L’auto-défense intellectuelle se veut essentielle à l’heure actuelle, notamment sur les terrains populaires afin d’éviter toutes déviances de pensée et phénomène de cyber-harcèlement, cyber-complotisme, etc. Cette posture éducative est notamment claire et attendue depuis les attentats de 2015 avec le gouvernement de N. Vallaud-Belkacem.

De manière concrète, des acteurs pluriels se mobilisent pour activer l’EMI : les Pôles d’éducation aux images, le Centre de Liaison d’Education aux Médias et à l’Information (CLEMI) (www.clemi.fr/fr/emi-ecole-primaire/ressources-daccompagnement.html), les laboratoires de recherche pluri-domaines (https://www.journalisme.com/les-assises-2018/ecouter-les-assises/ecouter-les-debats-du-jeudi-15-mars-2018/), Réseau Canopé, l’Education Nationale et les professeurs-documentalistes, des associations (www.frequence-ecoles.org/lassociation/), des médias (Arte, France Télévisions, Lumni (https://education.francetv.fr/matiere/education-aux-medias/lycee), presse quotidienne régionale… Et ce, à travers soit l’analyse soit la réalisation de contenus audiovisuels :

  • Serious games (dits jeux éducatifs) : 2025exmachina sur la trace numérique [5], escape game, quiz sur l’infox
  • Jeux de société : Mediasphères
  • Atelier sur des vidéos capsules : Dopamine, Upopi
  • Analyse iconographique : une de journaux selon la coloration politique, détournement d’images en ligne
  • Actions de sensibilisation au cinéma et aux séries : exploiter Black Mirror, etc.
  • Atelier pratique d’un art visuel numérique
  • Atelier de création multimédia : iconographique, textuelle, sonore, audiovisuelle, réalité virtuelle, réalité augmentée

Parmi ces actions, la création de médias éducatifs et d’outils d’information citoyen dans les établissement/institution/association est fortement encouragée.

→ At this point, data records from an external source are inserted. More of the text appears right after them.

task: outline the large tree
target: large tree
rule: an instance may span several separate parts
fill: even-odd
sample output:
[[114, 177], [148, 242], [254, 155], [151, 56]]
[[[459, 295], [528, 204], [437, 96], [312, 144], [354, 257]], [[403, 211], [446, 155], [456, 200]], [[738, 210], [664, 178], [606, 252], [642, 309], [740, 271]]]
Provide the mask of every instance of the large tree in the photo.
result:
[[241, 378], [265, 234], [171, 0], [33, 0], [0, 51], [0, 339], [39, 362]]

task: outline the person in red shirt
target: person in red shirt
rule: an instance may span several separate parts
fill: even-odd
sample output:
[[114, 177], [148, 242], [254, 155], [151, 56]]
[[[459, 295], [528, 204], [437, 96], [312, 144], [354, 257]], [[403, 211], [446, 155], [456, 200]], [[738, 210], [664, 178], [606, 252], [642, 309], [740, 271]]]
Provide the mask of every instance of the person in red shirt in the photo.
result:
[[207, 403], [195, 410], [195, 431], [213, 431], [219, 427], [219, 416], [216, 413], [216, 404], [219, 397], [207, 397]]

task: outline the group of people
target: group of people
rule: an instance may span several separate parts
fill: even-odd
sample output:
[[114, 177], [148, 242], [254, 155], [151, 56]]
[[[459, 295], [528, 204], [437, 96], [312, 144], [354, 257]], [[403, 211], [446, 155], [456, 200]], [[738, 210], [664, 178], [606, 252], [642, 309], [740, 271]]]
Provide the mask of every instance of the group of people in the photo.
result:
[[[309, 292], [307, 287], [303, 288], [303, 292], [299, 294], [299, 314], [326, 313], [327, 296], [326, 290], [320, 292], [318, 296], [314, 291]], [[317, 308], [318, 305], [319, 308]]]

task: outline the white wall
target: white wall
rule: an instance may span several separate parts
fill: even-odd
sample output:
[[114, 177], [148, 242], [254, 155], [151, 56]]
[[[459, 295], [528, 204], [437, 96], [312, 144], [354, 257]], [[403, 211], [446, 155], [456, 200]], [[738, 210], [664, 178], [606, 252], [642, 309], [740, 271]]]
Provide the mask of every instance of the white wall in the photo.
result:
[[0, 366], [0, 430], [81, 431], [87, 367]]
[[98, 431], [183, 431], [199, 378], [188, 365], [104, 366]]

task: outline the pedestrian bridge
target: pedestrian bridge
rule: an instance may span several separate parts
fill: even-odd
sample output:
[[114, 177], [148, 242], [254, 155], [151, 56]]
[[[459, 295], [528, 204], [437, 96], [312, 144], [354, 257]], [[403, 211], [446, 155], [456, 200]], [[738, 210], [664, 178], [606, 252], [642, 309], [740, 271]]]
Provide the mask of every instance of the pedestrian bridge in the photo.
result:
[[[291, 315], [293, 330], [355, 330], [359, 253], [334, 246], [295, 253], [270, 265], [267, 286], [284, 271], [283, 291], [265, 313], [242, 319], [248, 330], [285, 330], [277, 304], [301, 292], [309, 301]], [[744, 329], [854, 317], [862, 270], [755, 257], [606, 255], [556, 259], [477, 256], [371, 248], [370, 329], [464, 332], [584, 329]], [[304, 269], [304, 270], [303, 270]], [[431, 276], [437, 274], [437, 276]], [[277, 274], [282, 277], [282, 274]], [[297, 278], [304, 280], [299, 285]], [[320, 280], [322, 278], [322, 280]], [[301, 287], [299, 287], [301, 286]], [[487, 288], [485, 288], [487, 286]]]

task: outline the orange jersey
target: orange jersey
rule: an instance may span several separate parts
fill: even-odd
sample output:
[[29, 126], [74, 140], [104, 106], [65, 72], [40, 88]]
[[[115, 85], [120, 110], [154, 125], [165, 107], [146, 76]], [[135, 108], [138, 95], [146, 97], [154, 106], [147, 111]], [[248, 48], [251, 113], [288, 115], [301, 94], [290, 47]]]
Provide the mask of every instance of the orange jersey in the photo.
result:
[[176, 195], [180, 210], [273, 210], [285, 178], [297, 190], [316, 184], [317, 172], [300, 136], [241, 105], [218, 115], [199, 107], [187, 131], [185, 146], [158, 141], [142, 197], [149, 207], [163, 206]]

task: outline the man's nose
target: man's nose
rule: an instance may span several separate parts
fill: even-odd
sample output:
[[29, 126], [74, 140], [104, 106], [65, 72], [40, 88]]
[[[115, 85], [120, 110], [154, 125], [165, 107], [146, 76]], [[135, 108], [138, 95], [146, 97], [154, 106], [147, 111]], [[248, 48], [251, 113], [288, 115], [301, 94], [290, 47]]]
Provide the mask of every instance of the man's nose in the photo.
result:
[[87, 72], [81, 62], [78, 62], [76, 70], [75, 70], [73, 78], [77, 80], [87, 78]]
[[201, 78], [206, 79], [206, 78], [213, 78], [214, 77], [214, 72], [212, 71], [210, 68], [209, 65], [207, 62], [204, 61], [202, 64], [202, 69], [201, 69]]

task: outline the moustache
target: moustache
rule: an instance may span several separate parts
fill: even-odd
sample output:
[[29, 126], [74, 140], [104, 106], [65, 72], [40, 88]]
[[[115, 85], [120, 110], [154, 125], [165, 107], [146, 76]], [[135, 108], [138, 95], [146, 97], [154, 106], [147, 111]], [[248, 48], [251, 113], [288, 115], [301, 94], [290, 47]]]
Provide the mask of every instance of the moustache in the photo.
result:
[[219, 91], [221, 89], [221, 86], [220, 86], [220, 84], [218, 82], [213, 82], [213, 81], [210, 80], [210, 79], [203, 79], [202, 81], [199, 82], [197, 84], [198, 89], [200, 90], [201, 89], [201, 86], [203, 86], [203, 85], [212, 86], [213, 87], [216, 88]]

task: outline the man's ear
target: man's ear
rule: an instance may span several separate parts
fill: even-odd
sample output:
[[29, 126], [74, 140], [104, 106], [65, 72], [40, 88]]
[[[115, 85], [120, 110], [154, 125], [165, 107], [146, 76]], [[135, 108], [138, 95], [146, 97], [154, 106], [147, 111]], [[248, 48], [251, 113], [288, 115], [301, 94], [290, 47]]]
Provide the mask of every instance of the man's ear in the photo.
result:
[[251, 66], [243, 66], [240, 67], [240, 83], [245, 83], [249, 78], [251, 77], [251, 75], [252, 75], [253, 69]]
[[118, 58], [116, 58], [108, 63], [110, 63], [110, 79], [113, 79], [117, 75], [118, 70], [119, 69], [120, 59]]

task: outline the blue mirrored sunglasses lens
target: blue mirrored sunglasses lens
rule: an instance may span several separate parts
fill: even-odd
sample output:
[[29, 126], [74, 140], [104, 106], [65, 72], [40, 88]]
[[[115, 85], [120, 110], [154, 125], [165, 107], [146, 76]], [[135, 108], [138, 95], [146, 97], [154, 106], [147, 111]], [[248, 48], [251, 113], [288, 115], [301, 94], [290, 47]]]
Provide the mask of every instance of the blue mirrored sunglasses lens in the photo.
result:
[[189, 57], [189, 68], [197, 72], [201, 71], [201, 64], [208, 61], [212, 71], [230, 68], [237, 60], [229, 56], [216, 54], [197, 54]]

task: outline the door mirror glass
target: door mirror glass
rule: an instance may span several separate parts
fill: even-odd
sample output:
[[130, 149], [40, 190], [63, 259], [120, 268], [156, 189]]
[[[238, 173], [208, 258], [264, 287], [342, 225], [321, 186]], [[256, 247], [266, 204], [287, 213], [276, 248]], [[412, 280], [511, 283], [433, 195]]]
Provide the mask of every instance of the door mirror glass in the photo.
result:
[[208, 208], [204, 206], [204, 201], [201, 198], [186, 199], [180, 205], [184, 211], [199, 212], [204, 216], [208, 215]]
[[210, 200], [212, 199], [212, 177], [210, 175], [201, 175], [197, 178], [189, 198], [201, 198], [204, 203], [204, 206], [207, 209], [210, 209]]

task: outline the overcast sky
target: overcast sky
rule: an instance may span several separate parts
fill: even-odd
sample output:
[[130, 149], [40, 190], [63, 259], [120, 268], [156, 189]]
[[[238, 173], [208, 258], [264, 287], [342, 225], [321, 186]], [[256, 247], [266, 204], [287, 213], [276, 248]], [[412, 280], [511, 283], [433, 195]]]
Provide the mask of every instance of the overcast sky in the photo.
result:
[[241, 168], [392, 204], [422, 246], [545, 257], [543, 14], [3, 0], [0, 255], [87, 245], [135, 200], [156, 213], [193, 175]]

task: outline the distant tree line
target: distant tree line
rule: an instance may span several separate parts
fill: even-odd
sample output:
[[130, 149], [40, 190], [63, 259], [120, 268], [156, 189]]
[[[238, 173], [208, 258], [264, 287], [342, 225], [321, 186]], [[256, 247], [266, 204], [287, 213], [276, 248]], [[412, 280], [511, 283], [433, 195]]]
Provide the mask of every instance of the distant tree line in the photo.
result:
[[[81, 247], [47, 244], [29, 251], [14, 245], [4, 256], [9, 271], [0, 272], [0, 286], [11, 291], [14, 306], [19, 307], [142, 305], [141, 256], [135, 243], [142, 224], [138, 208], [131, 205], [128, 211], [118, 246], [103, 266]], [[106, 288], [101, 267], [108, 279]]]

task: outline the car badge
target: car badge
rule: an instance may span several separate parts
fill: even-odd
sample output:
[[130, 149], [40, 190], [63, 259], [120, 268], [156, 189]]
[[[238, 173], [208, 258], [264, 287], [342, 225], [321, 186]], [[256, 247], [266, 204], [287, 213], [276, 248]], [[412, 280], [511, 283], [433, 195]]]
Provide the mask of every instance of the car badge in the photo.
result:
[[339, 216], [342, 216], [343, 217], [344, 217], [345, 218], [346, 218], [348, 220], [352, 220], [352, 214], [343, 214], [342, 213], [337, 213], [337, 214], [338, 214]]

C’est d’ailleurs l’un des points sur lesquels les pôles d’Education aux images peuvent apporter leur soutien, ressources et compétences dans l’accompagnement et la mise en place de ces projets.

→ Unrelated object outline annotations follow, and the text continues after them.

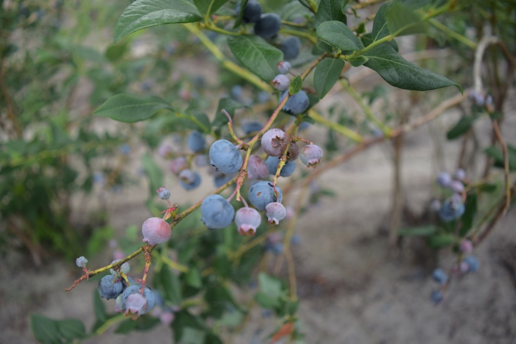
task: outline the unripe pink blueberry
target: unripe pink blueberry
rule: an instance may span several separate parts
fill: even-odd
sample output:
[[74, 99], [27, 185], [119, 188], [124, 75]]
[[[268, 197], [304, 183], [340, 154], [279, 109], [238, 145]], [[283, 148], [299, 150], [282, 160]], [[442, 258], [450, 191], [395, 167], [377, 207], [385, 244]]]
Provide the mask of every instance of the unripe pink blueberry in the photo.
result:
[[141, 226], [143, 241], [150, 245], [155, 245], [167, 241], [172, 235], [170, 226], [159, 218], [147, 219]]
[[262, 147], [268, 155], [279, 156], [287, 148], [288, 139], [281, 129], [270, 129], [262, 137]]
[[240, 235], [253, 236], [261, 222], [261, 215], [258, 210], [253, 208], [240, 208], [235, 214], [235, 223]]
[[249, 179], [265, 179], [269, 175], [265, 161], [257, 155], [251, 155], [247, 162], [247, 177]]
[[316, 144], [307, 144], [301, 149], [299, 157], [307, 167], [315, 168], [322, 157], [322, 150]]
[[290, 85], [290, 79], [286, 75], [278, 74], [270, 83], [272, 87], [278, 91], [285, 91], [288, 88], [288, 85]]
[[287, 210], [280, 203], [275, 202], [265, 206], [265, 215], [269, 223], [274, 222], [276, 224], [286, 217]]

Plus largement, nous, acteurs de l’éducation aux images, voyons bien le bénéfice à convoquer d’autres images : l’image fixe, l’image animée d’informations, etc.

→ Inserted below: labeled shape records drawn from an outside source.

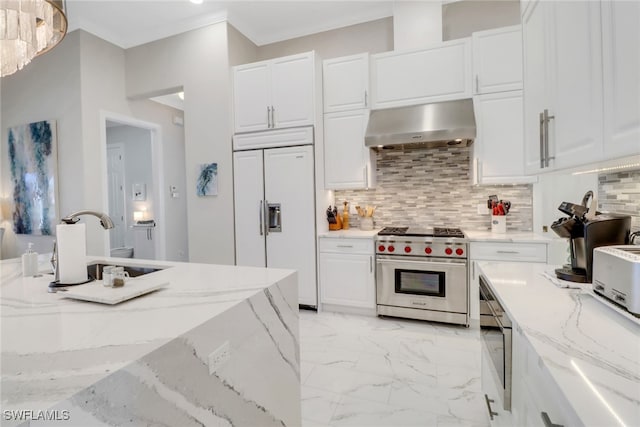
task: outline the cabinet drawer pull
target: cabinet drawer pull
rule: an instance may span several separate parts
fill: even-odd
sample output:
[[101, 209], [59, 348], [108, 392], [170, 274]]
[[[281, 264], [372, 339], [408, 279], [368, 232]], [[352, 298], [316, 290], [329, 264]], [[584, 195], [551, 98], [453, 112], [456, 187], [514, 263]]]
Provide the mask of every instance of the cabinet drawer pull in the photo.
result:
[[484, 401], [487, 402], [487, 411], [489, 411], [489, 418], [491, 418], [491, 421], [493, 421], [493, 416], [498, 415], [497, 412], [493, 412], [493, 410], [491, 409], [491, 404], [494, 402], [494, 400], [489, 399], [489, 396], [485, 394]]
[[551, 422], [551, 418], [549, 418], [549, 414], [546, 412], [540, 412], [540, 416], [542, 417], [542, 422], [544, 423], [544, 427], [563, 427], [562, 424], [554, 424]]

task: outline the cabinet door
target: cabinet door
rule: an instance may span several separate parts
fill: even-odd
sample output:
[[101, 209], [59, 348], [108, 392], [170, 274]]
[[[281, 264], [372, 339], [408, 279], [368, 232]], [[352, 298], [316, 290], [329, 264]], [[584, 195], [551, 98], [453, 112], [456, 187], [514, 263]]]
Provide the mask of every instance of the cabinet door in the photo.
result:
[[372, 108], [400, 107], [471, 97], [471, 42], [371, 57]]
[[602, 160], [600, 2], [549, 3], [553, 97], [548, 108], [555, 117], [549, 123], [549, 155], [558, 169]]
[[280, 205], [281, 231], [267, 235], [267, 267], [298, 271], [300, 304], [317, 305], [313, 146], [264, 154], [265, 203]]
[[233, 115], [235, 132], [264, 130], [269, 127], [271, 79], [268, 62], [233, 68]]
[[273, 124], [276, 128], [312, 125], [314, 57], [312, 53], [271, 62]]
[[324, 61], [322, 83], [325, 113], [367, 108], [369, 54]]
[[472, 35], [474, 93], [522, 89], [520, 25]]
[[522, 17], [525, 172], [542, 169], [540, 113], [548, 107], [547, 21], [549, 2], [530, 1]]
[[477, 184], [534, 182], [524, 176], [522, 91], [473, 98], [477, 136], [473, 143]]
[[266, 267], [262, 151], [233, 153], [236, 265]]
[[330, 190], [369, 188], [372, 157], [364, 146], [369, 110], [324, 116], [324, 177]]
[[320, 253], [320, 301], [375, 308], [373, 255]]
[[604, 152], [640, 154], [640, 3], [602, 2]]

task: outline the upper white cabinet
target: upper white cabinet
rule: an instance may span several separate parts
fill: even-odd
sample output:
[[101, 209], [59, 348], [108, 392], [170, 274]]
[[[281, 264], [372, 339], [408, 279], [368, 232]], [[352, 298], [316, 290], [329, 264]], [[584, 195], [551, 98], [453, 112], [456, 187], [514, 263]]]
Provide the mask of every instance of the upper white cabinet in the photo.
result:
[[315, 55], [233, 67], [235, 132], [314, 124]]
[[471, 40], [475, 94], [522, 89], [520, 25], [479, 31]]
[[522, 91], [473, 97], [476, 139], [472, 150], [473, 184], [522, 184], [537, 181], [524, 173]]
[[640, 154], [639, 8], [618, 1], [526, 6], [527, 173]]
[[604, 154], [640, 154], [640, 2], [602, 2]]
[[325, 188], [345, 190], [375, 186], [375, 153], [364, 145], [369, 110], [324, 115]]
[[369, 54], [327, 59], [322, 63], [324, 112], [369, 107]]
[[471, 98], [471, 40], [371, 55], [371, 108]]

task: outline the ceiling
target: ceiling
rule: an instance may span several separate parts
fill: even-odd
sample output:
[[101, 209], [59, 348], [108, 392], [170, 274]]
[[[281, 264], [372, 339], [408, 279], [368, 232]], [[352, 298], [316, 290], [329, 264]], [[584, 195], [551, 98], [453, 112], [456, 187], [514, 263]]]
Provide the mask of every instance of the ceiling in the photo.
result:
[[67, 0], [81, 28], [124, 49], [227, 20], [256, 45], [393, 15], [393, 1]]

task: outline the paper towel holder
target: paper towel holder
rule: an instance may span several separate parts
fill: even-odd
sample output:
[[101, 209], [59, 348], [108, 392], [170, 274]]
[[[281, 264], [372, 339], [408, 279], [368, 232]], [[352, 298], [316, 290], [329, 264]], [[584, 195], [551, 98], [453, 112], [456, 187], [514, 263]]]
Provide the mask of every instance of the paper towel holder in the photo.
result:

Les ressorts théoriques et techniques du petit et du grand écran permettent de la même façon aux Pôles d’éducation aux images d’actionner des leviers pédagogiques précieux : éduquer à l’image, aux images, dans toutes ses formes, pour favoriser une prise de conscience et un recul analytique qui permettent aux citoyens de se situer et de critiquer le flux d’informations qu’ils reçoivent par le truchement des images.

Le medium cinéma riche et dense en termes d’analyses de contenus permet aux Pôles d’éducation aux images de se placer comme acteurs incontournables et soutiens dans cet éveil pédagogique, s’appuyant sur des positionnements didactiques éprouvés concernant les techniques d’écriture, de mises en scène, de relations image/son/lumière, etc.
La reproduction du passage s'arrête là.